One thing that puzzled me early on was how Postgres could let me read from a table while someone else was writing to it — without locking me out and without me seeing half-written data. Most systems I had worked with used explicit read locks, which meant readers and writers had to take turns. Postgres doesn’t do that. Reads never block writes, and writes never block reads. The mechanism that makes this possible is called Multiversion Concurrency Control, or MVCC, and it works by keeping multiple versions of every row simultaneously.
How It Actually Works
Every row in a Postgres heap has two hidden system columns: xmin and xmax.
xmin: the transaction ID (XID) of the transaction that inserted this row versionxmax: the transaction ID of the transaction that deleted or updated this row version (0 if the row is current)
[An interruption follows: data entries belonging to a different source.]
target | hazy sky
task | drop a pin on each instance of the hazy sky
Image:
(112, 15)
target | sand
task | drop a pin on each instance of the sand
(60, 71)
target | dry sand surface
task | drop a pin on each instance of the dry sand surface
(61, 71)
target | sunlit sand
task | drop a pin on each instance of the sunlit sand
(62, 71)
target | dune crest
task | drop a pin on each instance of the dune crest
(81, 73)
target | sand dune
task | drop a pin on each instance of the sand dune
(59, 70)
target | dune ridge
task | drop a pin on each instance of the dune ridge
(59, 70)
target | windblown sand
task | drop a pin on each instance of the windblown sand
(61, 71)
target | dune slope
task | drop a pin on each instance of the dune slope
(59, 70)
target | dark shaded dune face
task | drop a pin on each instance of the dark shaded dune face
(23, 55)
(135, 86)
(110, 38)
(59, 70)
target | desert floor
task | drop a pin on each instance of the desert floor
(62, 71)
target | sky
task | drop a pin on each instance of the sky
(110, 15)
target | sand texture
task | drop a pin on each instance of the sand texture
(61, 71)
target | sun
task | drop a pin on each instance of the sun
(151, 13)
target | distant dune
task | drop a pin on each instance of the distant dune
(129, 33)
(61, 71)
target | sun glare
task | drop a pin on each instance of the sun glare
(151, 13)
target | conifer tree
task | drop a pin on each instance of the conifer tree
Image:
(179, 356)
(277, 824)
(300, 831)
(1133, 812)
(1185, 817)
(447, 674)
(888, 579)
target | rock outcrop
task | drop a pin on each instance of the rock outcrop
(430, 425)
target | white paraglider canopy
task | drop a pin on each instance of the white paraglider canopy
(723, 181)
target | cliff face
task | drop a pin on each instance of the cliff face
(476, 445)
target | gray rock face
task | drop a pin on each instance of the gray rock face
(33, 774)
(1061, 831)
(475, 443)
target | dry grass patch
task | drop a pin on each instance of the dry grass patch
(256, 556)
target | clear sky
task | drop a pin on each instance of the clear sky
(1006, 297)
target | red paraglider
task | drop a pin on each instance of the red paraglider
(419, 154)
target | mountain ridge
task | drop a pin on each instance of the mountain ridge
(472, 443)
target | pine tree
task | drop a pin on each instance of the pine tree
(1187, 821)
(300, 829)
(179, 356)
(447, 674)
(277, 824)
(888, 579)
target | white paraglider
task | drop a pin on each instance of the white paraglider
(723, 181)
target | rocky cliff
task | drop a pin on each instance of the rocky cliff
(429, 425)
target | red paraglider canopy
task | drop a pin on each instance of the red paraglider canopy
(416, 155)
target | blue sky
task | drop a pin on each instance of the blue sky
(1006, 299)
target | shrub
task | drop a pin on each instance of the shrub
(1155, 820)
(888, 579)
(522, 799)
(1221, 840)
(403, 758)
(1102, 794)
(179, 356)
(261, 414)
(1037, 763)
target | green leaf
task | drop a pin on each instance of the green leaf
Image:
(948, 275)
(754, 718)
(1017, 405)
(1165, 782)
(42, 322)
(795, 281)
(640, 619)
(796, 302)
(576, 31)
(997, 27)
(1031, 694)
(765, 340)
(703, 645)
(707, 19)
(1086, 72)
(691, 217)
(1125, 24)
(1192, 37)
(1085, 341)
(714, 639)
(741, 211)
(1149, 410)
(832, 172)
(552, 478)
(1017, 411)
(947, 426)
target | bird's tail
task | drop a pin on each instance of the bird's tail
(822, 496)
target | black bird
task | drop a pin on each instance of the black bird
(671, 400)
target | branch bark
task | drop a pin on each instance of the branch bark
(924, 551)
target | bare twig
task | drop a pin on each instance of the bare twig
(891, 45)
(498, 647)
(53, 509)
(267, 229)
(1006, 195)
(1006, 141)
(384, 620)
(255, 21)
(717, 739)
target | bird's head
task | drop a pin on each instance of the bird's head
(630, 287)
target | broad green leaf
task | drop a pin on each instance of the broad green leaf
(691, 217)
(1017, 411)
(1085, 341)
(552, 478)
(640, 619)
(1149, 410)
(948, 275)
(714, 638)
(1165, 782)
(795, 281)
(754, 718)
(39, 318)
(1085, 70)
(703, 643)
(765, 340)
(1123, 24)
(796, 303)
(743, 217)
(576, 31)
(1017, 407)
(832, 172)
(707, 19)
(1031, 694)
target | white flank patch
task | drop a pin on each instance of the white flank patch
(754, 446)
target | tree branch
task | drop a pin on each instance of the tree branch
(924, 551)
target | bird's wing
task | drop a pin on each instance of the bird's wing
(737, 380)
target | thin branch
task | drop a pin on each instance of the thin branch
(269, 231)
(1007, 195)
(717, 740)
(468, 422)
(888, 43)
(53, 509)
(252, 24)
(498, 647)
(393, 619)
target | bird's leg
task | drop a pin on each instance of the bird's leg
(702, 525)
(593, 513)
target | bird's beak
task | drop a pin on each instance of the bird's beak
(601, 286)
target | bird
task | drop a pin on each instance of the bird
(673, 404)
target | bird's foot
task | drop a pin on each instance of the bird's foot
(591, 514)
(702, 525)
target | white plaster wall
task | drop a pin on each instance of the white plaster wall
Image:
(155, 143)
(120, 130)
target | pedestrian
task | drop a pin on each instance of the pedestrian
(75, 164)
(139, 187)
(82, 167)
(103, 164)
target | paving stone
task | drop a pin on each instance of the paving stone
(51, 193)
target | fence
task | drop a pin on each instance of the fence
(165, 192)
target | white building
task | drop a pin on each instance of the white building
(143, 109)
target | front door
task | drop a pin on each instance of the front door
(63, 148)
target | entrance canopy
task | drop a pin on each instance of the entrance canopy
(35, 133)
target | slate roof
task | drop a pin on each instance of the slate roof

When you UPDATE a row, Postgres does not modify the existing row in place. Instead it:
- Creates a new row version with the updated values and sets its
xminto your transaction’s XID - Sets the
xmaxof the old row version to your transaction’s XID - Leaves both versions on disk
When you DELETE a row, Postgres just sets xmax on the existing row — the row data stays on disk until vacuum comes along to reclaim it.
This means at any given moment, a heap page may contain multiple versions of the same logical row.
When your transaction reads a row, the visibility check determines which version you see:
A row version is visible to transaction T if:
xmin committed before T started
AND (xmax is 0, OR xmax belongs to T itself, OR xmax committed after T started)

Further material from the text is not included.